The remote monastery dedicated to St Catherine at the foot of Mt Sinai has recently made the news after an attack by gunmen affiliated with the Islamic State.
It is valued by pilgrims and scholars for its religious heritage, and especially its rich library with more than 3,000 manuscripts, most famously the Codex Sinaiticus—the oldest copy of the Bible, and possibly the only substantial book to have survived from the days of the Roman Empire.
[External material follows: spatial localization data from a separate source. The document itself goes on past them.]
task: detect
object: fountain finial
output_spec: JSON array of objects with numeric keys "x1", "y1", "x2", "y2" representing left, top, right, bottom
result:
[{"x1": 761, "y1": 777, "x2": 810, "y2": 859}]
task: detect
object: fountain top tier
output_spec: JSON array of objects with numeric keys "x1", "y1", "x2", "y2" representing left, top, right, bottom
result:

The Library of Congress in Washington, DC has an extensive microfilm collection with details of the collection at St Catherine’s shortly after the end of World War II. The LOC web site describes these materials as follows:
In 1949, Kenneth W. Clark, led an expedition to the Middle East under the auspices of the Library of Congress and its partners, to microfilm old manuscripts in various libraries of the Middle East, the largest and most isolated of which was that at St. Catherine’s. His group evaluated the 3,300 manuscripts held there and chose 1,687 for filming. Finally, the group also prepared under his direction a Checklist of Manuscripts in St. Catherine’s Monastery, Mount Sinai Microfilmed for the Library of Congress (1950), which gave researchers access to both the manuscripts microfilms and the black and white transparencies. The microfilm collection is in the custody of the Humanities and Social Sciences Division, where it still may be requested.
The Library of Congress has recently the digitized microfilms prepared by the Clark expedition in 1949 so that the material can be accessed by scholars around the world. The descriptions of the manuscripts in the Checklist have also been edited and updated as part this process.